O Ministério Público Federal (MPF) emitiu uma nota técnica nesta segunda-feira, recomendando ao governador da Paraíba, Lucas Ribeiro (PP), que sancione um projeto de lei aprovado pela Assembleia Legislativa em 18 de junho. A proposta legislativa visa proibir a instalação de torres eólicas a uma distância inferior a 1,5 quilômetro de áreas residenciais.
A iniciativa surge como uma resposta a preocupações crescentes sobre os potenciais impactos negativos da proximidade dessas estruturas na saúde pública e no meio ambiente. O MPF argumenta que a regulamentação é necessária para garantir o bem-estar das comunidades que vivem próximas a parques eólicos.
Os defensores da medida apontam para estudos que sugerem possíveis efeitos adversos à saúde humana, como distúrbios do sono, estresse e outros problemas associados ao ruído e à vibração gerados pelas turbinas eólicas. Além disso, a legislação busca mitigar o impacto visual e sonoro dessas instalações em áreas habitadas, preservando a qualidade de vida dos moradores.
O projeto de lei, agora sob análise do governador, estabelece que a distância mínima de 1,5 km se aplica a todas as novas instalações de torres eólicas no estado. A justificativa para a exigência é a necessidade de um zoneamento mais rigoroso e a consideração dos direitos fundamentais à saúde e a um meio ambiente ecologicamente equilibrado, conforme preconiza a Constituição Federal.
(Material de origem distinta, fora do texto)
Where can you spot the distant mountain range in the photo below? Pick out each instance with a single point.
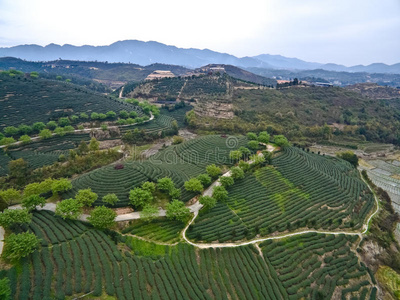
(145, 53)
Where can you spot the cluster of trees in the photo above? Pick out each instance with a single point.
(145, 106)
(21, 244)
(142, 197)
(101, 217)
(64, 125)
(32, 195)
(137, 136)
(85, 157)
(287, 84)
(350, 157)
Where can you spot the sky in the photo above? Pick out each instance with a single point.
(348, 32)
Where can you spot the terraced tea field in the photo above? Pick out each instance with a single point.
(299, 190)
(180, 162)
(75, 259)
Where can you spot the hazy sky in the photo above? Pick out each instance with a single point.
(341, 31)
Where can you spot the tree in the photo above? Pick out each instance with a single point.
(123, 114)
(86, 197)
(263, 137)
(149, 186)
(257, 159)
(7, 141)
(38, 126)
(20, 245)
(10, 217)
(18, 169)
(94, 144)
(10, 195)
(165, 184)
(31, 202)
(10, 131)
(350, 157)
(176, 210)
(213, 171)
(45, 134)
(111, 115)
(24, 129)
(51, 125)
(175, 193)
(60, 185)
(64, 121)
(194, 185)
(111, 199)
(102, 217)
(139, 197)
(251, 136)
(237, 173)
(175, 127)
(205, 179)
(226, 181)
(59, 131)
(220, 193)
(176, 139)
(149, 213)
(235, 155)
(5, 289)
(69, 209)
(253, 145)
(83, 148)
(208, 202)
(25, 139)
(281, 141)
(245, 152)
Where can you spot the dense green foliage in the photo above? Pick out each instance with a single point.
(178, 162)
(22, 96)
(74, 259)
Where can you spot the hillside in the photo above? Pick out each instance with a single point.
(109, 74)
(29, 100)
(301, 112)
(144, 53)
(375, 91)
(339, 78)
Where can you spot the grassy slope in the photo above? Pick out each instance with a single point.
(28, 101)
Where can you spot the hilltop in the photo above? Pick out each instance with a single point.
(144, 53)
(375, 91)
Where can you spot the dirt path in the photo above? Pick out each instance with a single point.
(120, 93)
(195, 208)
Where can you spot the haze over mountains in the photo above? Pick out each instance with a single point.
(145, 53)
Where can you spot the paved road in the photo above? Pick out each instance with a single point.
(195, 208)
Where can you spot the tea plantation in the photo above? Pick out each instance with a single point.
(300, 190)
(28, 101)
(74, 259)
(180, 163)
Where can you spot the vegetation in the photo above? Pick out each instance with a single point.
(20, 245)
(300, 190)
(179, 163)
(89, 260)
(69, 209)
(102, 217)
(176, 210)
(42, 96)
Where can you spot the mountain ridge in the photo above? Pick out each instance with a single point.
(145, 53)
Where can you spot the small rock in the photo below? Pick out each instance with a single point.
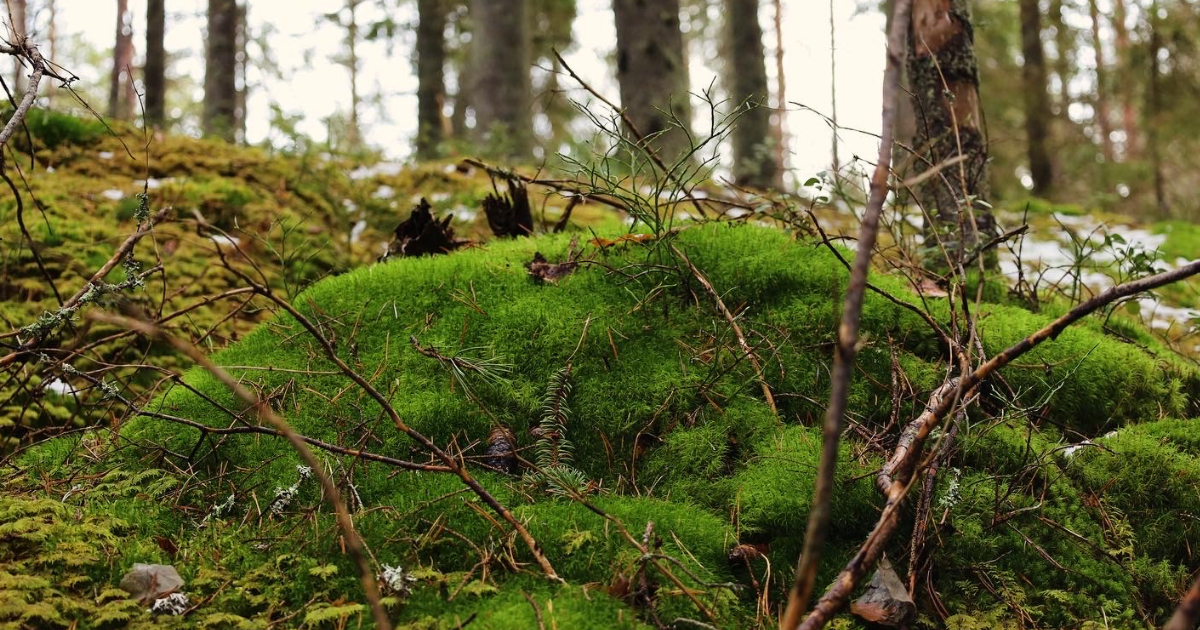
(886, 601)
(149, 582)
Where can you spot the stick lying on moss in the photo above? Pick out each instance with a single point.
(353, 541)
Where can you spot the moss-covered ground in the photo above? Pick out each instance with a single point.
(667, 426)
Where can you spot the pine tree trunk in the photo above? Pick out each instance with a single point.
(123, 58)
(780, 127)
(1103, 118)
(501, 61)
(945, 82)
(221, 71)
(431, 58)
(1128, 83)
(1153, 109)
(1065, 60)
(155, 71)
(1037, 100)
(653, 75)
(754, 163)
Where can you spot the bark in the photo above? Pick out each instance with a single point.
(1103, 118)
(653, 75)
(501, 60)
(221, 71)
(833, 84)
(119, 83)
(1128, 83)
(1153, 109)
(353, 135)
(754, 163)
(431, 58)
(1037, 100)
(155, 71)
(19, 28)
(780, 127)
(945, 81)
(1065, 57)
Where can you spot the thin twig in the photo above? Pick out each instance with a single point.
(847, 334)
(747, 351)
(354, 545)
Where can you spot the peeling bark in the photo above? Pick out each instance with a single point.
(945, 81)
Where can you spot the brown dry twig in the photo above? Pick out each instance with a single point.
(417, 436)
(354, 545)
(733, 324)
(847, 334)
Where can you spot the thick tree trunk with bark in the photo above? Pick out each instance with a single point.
(1128, 81)
(653, 73)
(1102, 112)
(155, 71)
(431, 58)
(754, 161)
(221, 71)
(120, 103)
(501, 60)
(1037, 100)
(945, 81)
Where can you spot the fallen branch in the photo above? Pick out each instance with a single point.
(901, 469)
(847, 334)
(354, 545)
(733, 323)
(417, 436)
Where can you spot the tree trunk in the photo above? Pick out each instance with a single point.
(155, 71)
(1103, 125)
(833, 85)
(431, 58)
(501, 60)
(21, 28)
(754, 163)
(1128, 81)
(353, 135)
(1037, 100)
(221, 71)
(780, 127)
(945, 81)
(123, 58)
(1153, 109)
(1065, 59)
(653, 75)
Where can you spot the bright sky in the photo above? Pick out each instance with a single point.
(315, 85)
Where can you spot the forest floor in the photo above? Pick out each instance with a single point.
(610, 409)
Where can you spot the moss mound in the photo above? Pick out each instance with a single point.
(666, 426)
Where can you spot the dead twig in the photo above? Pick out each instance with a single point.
(847, 334)
(354, 545)
(747, 351)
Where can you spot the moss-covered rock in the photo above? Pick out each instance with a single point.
(667, 427)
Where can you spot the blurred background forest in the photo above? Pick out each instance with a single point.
(1086, 102)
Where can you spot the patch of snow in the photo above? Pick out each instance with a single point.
(357, 231)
Caso sancionada, a nova lei poderá influenciar o planejamento e a expansão do setor de energia eólica na Paraíba, forçando os empreendedores a buscarem locais mais afastados para a implantação de seus projetos. A decisão do governador Lucas Ribeiro é aguardada com expectativa tanto pelo setor produtivo quanto pelas comunidades locais.